The present invention relates generally to a method for determining the amount of hemoglobin in a biological sample such as feces, urine or gastric juice, and more particularly, to a quantitative method of determining the amount of such hemoglobin including converting the hemoglobin to porphyrin, isolating and separating out these porphyrins derived from hemoglobin or heme related compounds and determining the level of such porphyrins. This determination is preferably accomplished by means such as a fluorescence assay.
Various rapid screening tests for determining the presence of increased amounts of hemoglobin in biological materials such as feces, urine and gastric juice and currently available. These tests are used throughout the medical profession as a primary screening test for intestinal tumors. Some of these tests which are applicable primarily for feces are indirect tests based upon the peroxidase-like (pseudoperoxidase) activity of the hemoglobin. In these tests, colorless leuco dyes, in the presence of hemoglobin, become colored following addition of a suitable peroxide. These tests do not yield quantitative data and contain a relatively high percentage of false positive and false negative results. My prior patent application Ser. No. 190,399, filed Sept. 24, 1980, U.S. Pat. No. 4,378,971 describes an improved method for determining the level of hemoglobin in a biological sample such as feces, urine or gastric juice. This improved method enables the quantitative determination of hemoglobin in such sample by utilizing a concept of collecting and preparing the test sample, converting the non-fluorescing heme portion of the hemoglobin in the sample to fluorescing porphyrin and then assaying the fluorescence of the converted porphyrins. While this general approach and method are a significant improvement over the prior rapid screening non-quantitative techniques, and thus are highly satisfactory and acceptable in many cases, there is still room for further improvement in the accuracy of the quantitative determination.
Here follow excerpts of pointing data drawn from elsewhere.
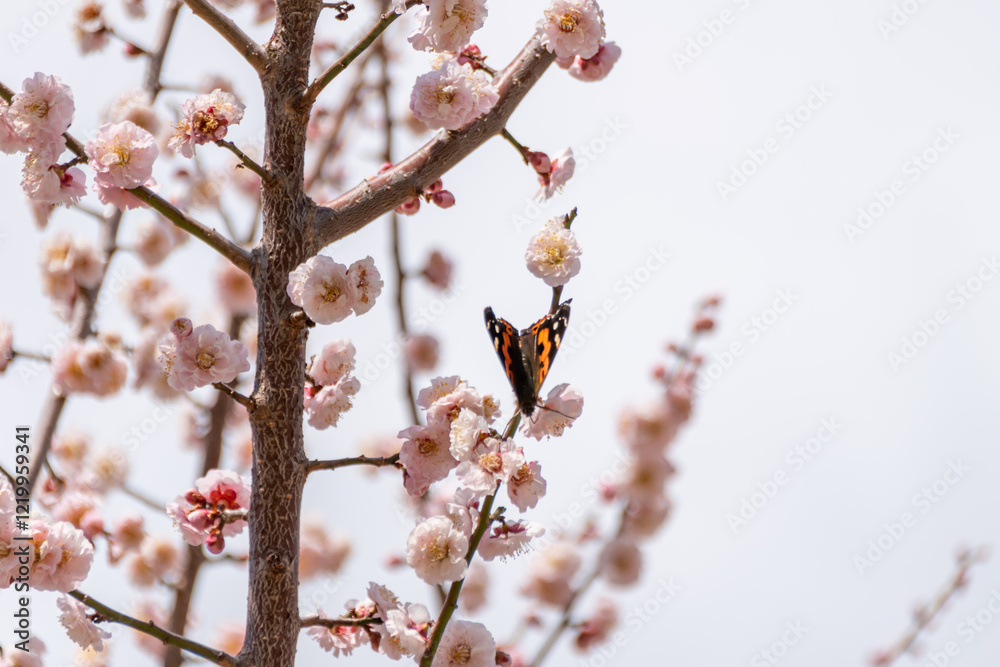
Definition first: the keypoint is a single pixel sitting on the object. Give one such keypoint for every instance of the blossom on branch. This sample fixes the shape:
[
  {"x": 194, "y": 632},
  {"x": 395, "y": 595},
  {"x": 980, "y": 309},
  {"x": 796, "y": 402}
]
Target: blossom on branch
[
  {"x": 451, "y": 96},
  {"x": 196, "y": 357},
  {"x": 572, "y": 28},
  {"x": 201, "y": 513},
  {"x": 205, "y": 118},
  {"x": 447, "y": 25},
  {"x": 553, "y": 254}
]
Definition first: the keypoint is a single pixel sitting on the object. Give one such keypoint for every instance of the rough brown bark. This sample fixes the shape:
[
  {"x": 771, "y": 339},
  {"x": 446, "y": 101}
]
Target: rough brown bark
[{"x": 278, "y": 456}]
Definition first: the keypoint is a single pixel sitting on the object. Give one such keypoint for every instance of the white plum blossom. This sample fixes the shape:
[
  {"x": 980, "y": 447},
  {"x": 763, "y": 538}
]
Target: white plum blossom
[
  {"x": 526, "y": 486},
  {"x": 556, "y": 413},
  {"x": 205, "y": 118},
  {"x": 554, "y": 254},
  {"x": 196, "y": 357},
  {"x": 466, "y": 644},
  {"x": 447, "y": 25},
  {"x": 572, "y": 28},
  {"x": 451, "y": 96},
  {"x": 78, "y": 625},
  {"x": 436, "y": 551}
]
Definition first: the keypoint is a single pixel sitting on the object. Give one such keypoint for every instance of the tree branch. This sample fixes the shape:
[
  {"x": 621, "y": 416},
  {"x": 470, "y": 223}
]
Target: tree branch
[
  {"x": 377, "y": 461},
  {"x": 213, "y": 239},
  {"x": 168, "y": 638},
  {"x": 383, "y": 192},
  {"x": 251, "y": 51},
  {"x": 323, "y": 80}
]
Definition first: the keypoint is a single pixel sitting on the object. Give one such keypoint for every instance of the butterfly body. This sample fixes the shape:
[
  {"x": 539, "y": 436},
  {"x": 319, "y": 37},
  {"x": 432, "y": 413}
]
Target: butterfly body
[{"x": 527, "y": 355}]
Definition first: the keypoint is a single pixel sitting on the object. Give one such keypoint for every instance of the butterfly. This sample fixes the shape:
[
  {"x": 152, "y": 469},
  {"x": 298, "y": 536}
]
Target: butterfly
[{"x": 527, "y": 356}]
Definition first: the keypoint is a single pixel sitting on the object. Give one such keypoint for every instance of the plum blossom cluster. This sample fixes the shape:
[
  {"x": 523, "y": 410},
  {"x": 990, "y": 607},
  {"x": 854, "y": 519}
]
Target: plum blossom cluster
[
  {"x": 121, "y": 157},
  {"x": 447, "y": 25},
  {"x": 56, "y": 556},
  {"x": 329, "y": 291},
  {"x": 434, "y": 193},
  {"x": 34, "y": 123},
  {"x": 193, "y": 357},
  {"x": 553, "y": 254},
  {"x": 401, "y": 630},
  {"x": 330, "y": 385},
  {"x": 452, "y": 95},
  {"x": 216, "y": 508},
  {"x": 554, "y": 172},
  {"x": 205, "y": 118}
]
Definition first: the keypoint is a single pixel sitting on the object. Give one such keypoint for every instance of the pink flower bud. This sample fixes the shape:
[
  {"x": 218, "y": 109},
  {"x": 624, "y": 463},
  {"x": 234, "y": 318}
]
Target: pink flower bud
[
  {"x": 181, "y": 327},
  {"x": 540, "y": 162},
  {"x": 409, "y": 207},
  {"x": 444, "y": 199},
  {"x": 215, "y": 543}
]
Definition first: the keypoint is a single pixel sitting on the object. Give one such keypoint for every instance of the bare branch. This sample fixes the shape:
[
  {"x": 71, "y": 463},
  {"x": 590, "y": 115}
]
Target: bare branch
[
  {"x": 377, "y": 461},
  {"x": 251, "y": 51},
  {"x": 213, "y": 239},
  {"x": 383, "y": 192},
  {"x": 106, "y": 613}
]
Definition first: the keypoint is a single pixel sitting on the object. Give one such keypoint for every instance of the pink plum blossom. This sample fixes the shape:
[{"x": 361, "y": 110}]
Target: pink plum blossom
[
  {"x": 572, "y": 28},
  {"x": 42, "y": 111},
  {"x": 325, "y": 406},
  {"x": 80, "y": 628},
  {"x": 598, "y": 66},
  {"x": 319, "y": 286},
  {"x": 561, "y": 168},
  {"x": 122, "y": 155},
  {"x": 436, "y": 551},
  {"x": 425, "y": 457},
  {"x": 556, "y": 413},
  {"x": 526, "y": 486},
  {"x": 364, "y": 284},
  {"x": 89, "y": 367},
  {"x": 447, "y": 25},
  {"x": 451, "y": 96},
  {"x": 466, "y": 644},
  {"x": 205, "y": 118},
  {"x": 554, "y": 254},
  {"x": 200, "y": 514},
  {"x": 335, "y": 361},
  {"x": 196, "y": 357}
]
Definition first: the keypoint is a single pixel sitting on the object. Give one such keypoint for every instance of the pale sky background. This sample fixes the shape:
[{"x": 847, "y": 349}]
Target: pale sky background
[{"x": 662, "y": 134}]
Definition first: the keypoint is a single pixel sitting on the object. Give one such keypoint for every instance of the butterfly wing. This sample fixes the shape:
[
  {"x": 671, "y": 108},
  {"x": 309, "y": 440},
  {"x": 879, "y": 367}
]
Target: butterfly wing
[
  {"x": 507, "y": 343},
  {"x": 541, "y": 341}
]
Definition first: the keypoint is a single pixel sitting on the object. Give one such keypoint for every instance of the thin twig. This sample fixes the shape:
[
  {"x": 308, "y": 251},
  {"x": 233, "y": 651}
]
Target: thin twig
[
  {"x": 265, "y": 176},
  {"x": 106, "y": 613},
  {"x": 333, "y": 464},
  {"x": 324, "y": 79},
  {"x": 313, "y": 621},
  {"x": 251, "y": 51},
  {"x": 239, "y": 256}
]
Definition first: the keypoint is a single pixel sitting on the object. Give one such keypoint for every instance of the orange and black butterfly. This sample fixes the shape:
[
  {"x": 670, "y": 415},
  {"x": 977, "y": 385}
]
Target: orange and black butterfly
[{"x": 527, "y": 356}]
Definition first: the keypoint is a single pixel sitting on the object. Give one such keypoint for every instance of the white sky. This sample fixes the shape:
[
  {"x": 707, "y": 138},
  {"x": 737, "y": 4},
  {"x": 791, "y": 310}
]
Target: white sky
[{"x": 661, "y": 136}]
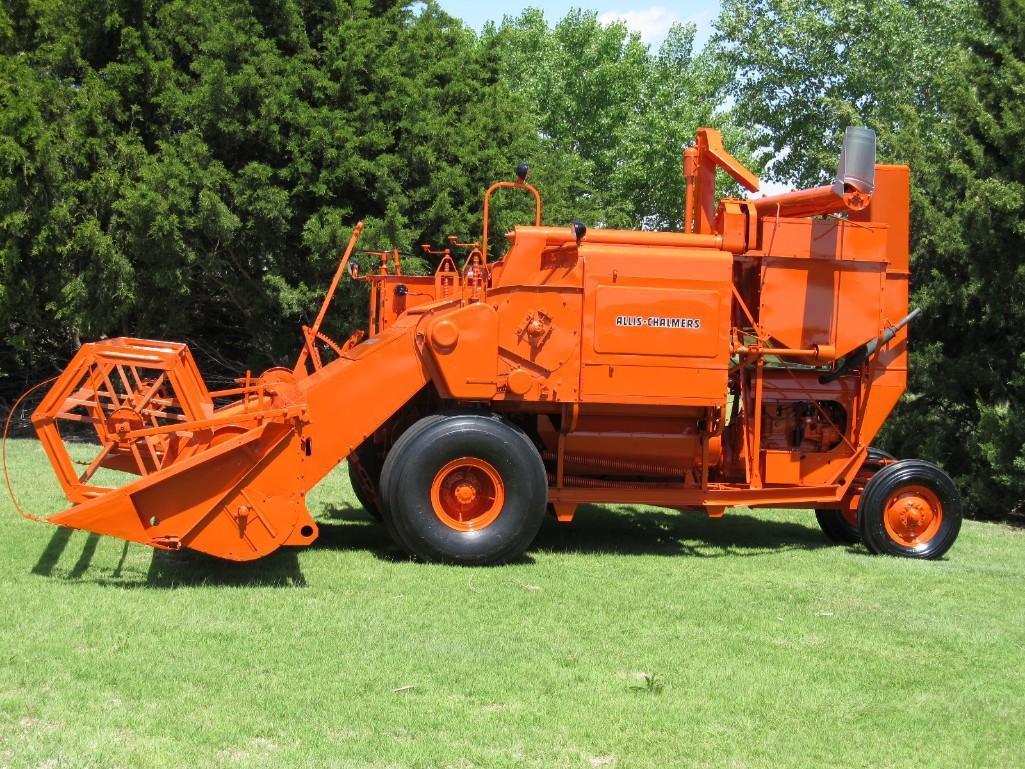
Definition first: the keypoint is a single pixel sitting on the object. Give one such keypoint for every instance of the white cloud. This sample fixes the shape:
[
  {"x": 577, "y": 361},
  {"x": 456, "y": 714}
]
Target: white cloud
[{"x": 652, "y": 24}]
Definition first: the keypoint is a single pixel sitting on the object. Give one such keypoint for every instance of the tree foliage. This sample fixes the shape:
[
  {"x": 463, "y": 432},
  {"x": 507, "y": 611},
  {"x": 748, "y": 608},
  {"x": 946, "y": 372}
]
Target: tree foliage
[
  {"x": 614, "y": 114},
  {"x": 188, "y": 169},
  {"x": 941, "y": 81}
]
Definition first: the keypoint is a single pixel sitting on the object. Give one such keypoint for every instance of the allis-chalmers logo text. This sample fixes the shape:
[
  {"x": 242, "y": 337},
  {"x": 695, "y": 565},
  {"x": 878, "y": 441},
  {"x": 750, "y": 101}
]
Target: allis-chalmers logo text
[{"x": 654, "y": 321}]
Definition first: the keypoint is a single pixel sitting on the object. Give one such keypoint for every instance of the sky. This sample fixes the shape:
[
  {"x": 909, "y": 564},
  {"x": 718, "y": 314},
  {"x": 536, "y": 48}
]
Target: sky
[{"x": 651, "y": 18}]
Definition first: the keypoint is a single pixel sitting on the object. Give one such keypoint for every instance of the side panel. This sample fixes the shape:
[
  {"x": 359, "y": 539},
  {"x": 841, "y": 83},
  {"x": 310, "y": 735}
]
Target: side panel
[{"x": 656, "y": 325}]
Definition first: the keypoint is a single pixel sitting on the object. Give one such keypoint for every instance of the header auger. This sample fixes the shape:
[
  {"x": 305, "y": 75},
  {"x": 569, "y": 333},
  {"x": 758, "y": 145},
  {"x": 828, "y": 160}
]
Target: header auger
[{"x": 748, "y": 360}]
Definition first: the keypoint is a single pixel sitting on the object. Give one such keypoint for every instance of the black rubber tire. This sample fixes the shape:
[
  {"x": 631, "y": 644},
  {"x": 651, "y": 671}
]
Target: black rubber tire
[
  {"x": 888, "y": 482},
  {"x": 393, "y": 460},
  {"x": 367, "y": 495},
  {"x": 410, "y": 470},
  {"x": 836, "y": 528}
]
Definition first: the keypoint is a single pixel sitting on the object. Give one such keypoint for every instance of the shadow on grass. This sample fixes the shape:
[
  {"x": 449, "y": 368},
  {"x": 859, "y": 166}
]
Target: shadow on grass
[
  {"x": 166, "y": 569},
  {"x": 622, "y": 530}
]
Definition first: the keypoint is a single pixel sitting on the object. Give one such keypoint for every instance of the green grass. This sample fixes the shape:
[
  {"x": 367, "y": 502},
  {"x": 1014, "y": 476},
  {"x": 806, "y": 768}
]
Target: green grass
[{"x": 633, "y": 638}]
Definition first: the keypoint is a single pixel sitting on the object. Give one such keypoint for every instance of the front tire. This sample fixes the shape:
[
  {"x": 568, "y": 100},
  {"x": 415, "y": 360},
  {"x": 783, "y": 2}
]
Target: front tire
[
  {"x": 464, "y": 489},
  {"x": 910, "y": 509}
]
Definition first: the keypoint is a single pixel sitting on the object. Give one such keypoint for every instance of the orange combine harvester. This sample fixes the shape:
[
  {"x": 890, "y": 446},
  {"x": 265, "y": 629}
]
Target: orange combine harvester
[{"x": 748, "y": 360}]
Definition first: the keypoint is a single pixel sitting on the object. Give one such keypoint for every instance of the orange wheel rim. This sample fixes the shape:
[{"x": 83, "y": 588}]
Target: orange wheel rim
[
  {"x": 467, "y": 494},
  {"x": 913, "y": 516}
]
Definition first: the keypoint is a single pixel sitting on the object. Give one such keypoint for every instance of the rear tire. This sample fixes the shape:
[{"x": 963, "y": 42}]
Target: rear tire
[
  {"x": 910, "y": 509},
  {"x": 464, "y": 489}
]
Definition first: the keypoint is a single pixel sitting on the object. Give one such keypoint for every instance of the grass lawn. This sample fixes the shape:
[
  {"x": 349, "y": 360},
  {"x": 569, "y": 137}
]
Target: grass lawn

One limitation of quantitative tests based upon a determination of converted porphyrins, such as the method described in my copending application referenced above, arises as a result of the existence of impurities in the test sample. These impurities alter the porphyrin determination, thus in turn affecting the accuracy of the hemoglobin determination. This is particularly true where the porphyrin determination is accomplished via a fluorescence assay. For example, biological materials such as feces contain many compounds which fluoresce at wavelengths similar to those of porphyrins derived from hemoglobin. These potential contaminants include naturally occurring porphyrins such as coproporphyrin which are not derived from hemoglobin and ingested prophyrins such as chlorophyll. These potential contaminants can also include numerous other compounds including various pigments and medicines whose fluorescence coincides with the region of maximum porphyrin fluorescence. The fluorescence of contaminants such as these normally exceeds that which is derived from the converted hemoglobin, and thus significantly affects the fluorescence assay in a test of the type described above.
Accordingly, there is a need for a procedure to purify and isolate the porphyrins derived from hemoglobin in a quantitative test for hemoglobin employing a porphyrin determination.